|
To upieranie się o większą frekwencję na zebraniach jest jak oczekiwanie deszczu na Saharze. Na zebrania
chodzi dokladnie tyle ludzi ile jest tym zainteresowanych. Nigdy nie bedzie inaczej. Tak było zawsze i tak
będzie zawsze. Utopia, że przyjdą wszyscy lub większość.
Od zawsze zadaję pytanie? Jak wyobrażasz sobie zebranie koła z tysiącem członkow?? Jak będzie wyglądać
dyskusja, głosowania, itd!!?? To nierealne, nawet 100 osob to szarpanina i chaos im więcej tym większa
awantura. Zejdź na ziemię!!
Inna sprawa to oddanie wladzy takiemu tłumowi. Roszczenia i oczekiwania zabiły niejedną wodę przepisami
ustalanymi wlaśnie przez ludzi bez kompetencji. Do zarządzania obwodem P&L czy jeziorem potrzeba
fachowej wiedzy i doświadczenia a nie spelniania rządań i roszczeń wędkarzy!! Mamy potem wysyp
karkołomnych regulacji na rządanie przypadkowych krzykaczy. Takim jaskrawym przypadkiem byly działania
dwóch poprzednich v.ce prezesow ds gospodarczych w okręgu bielskim. Ludzie pozbawieni wiedzy i wyobraźni
doprowadzili do skrajnej zapaści wody Podbeskidzia. Ryby kupowane gdziekolwiek, sypane na pałę byle
zgadzało się w papierach. Jeden promował sypanie jelca, więcej mięsa dla wędkarzy zamiast lipienia bo ten
drogi i trudny, drugi sypał narybek jesienny potokowca w jedno miejsce a po kilku dniach w to samo miejsce
dwulatka. Lipienia do wody pośniegowej albo błota. Nie byli w stanie dopasować niczego poza papierami.
Dramat!!
Tacy spece mogą sobie co najwyżej dowodzić zarybianiem i regulaminem na stawie z karpiami anie na rzece
górskiej czy jeziorze, gdzie trzeba umiejętnych działań i znajomości tematu. Mogą zbić sobie z desek wiatę nad
tym stawem i bajdurzyć chętnych do takich rarytasów.
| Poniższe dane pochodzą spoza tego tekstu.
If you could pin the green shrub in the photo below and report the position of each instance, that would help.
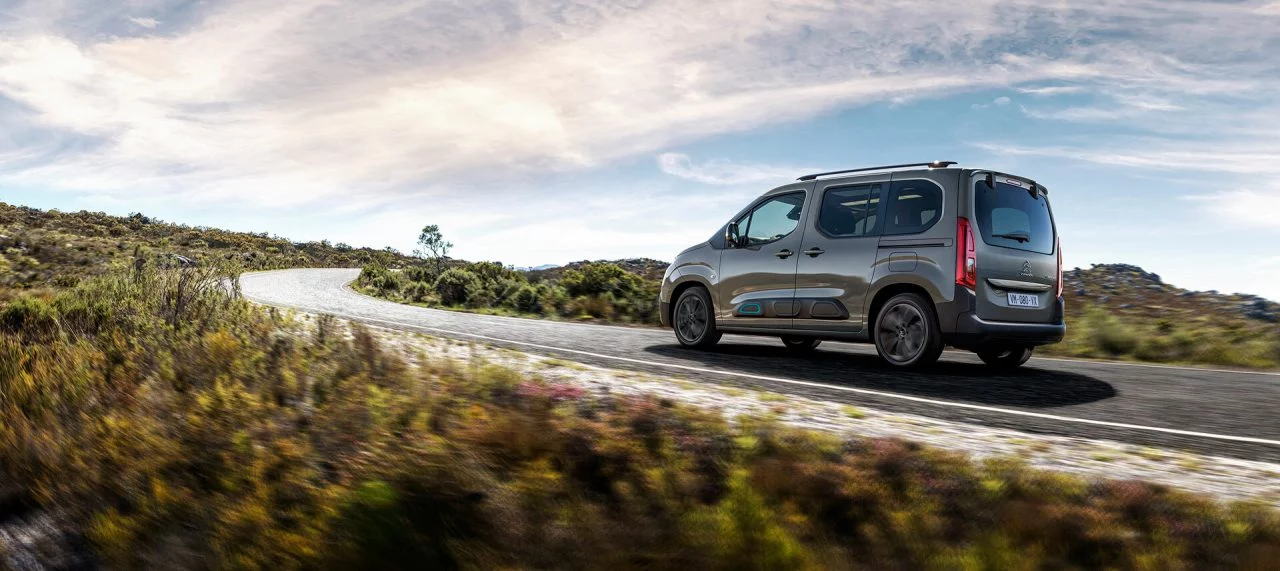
(528, 300)
(428, 274)
(456, 287)
(31, 318)
(237, 438)
(419, 292)
(600, 278)
(1109, 336)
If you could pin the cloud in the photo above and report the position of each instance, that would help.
(725, 172)
(1243, 192)
(1050, 90)
(150, 23)
(370, 104)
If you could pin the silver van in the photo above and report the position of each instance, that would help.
(910, 257)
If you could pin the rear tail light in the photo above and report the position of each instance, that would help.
(967, 255)
(1060, 284)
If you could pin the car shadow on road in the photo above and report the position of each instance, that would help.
(976, 383)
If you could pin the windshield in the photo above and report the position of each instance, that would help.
(1010, 217)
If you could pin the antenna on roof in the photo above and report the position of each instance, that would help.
(937, 164)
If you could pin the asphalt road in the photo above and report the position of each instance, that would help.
(1221, 412)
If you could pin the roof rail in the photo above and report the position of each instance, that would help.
(937, 164)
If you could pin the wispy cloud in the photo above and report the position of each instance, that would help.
(373, 104)
(725, 172)
(150, 23)
(1050, 90)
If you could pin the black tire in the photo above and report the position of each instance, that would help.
(906, 332)
(800, 345)
(694, 319)
(1005, 357)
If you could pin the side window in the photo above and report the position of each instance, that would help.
(913, 206)
(850, 211)
(772, 219)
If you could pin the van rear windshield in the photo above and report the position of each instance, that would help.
(1010, 217)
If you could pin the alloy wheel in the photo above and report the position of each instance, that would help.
(903, 332)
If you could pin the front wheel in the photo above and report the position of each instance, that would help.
(906, 332)
(1005, 357)
(694, 319)
(800, 345)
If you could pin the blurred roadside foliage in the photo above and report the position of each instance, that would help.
(178, 426)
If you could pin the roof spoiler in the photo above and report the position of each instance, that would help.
(937, 164)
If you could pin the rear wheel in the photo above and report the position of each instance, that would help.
(694, 320)
(1005, 357)
(800, 345)
(906, 332)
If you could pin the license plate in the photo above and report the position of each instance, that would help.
(1023, 300)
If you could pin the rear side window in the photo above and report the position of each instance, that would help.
(850, 211)
(1010, 217)
(913, 206)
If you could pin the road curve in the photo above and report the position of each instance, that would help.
(1221, 412)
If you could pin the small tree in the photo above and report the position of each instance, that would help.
(433, 246)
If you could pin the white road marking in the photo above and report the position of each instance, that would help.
(805, 383)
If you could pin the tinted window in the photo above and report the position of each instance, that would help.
(772, 219)
(913, 206)
(1013, 218)
(849, 211)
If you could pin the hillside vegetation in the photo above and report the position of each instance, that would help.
(613, 292)
(1120, 311)
(160, 421)
(48, 247)
(1112, 311)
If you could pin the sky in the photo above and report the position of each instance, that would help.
(552, 131)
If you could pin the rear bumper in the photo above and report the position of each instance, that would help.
(973, 332)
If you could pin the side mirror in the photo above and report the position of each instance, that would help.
(731, 236)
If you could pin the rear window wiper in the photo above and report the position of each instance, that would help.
(1022, 237)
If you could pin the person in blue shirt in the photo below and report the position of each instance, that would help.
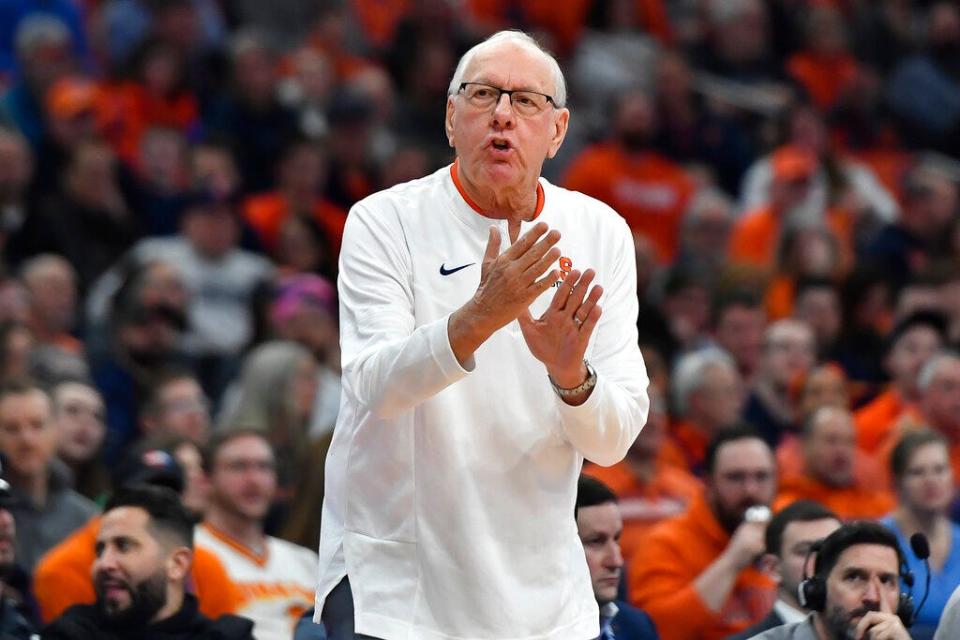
(599, 525)
(925, 488)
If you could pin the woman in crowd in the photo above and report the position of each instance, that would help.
(923, 479)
Do zarządzania obwodami sa potrzebni kompetentni fachowcy z wiedzą ekonomiczną, gospodarczą i
ichtiologiczną a nie eksperci z uniwersytetu za stodołą.
Dlatego model prowadzenia jakiegokolwiek obwodu przez koła, promowany przez PZW to sakramentalny amen
w pacierzu dla tych wód. Widać to w regulaminach tworzonych na żądanie tych roszczeniowych i chcących jak
najwiecej za jak najmniej speców. U mnie w kole przegłosowali w tamtym roku likwidację nokill. Gdyby brać ich
zdanie pod uwagę cofnęlibyśmy się 10lat wstecz. Na szczęście woda przeszła pod WP i nokill będzie na całej
długosci naszej Żylicy z wydłużonym odcinkiem muchowym i spiningiem na pojedynczym bezzdziorze. Coś co
było niwykonalne przy udziale tzw. gumofilców i mięsiarzy, ktorzy stanowią 90% wędkarzy!!!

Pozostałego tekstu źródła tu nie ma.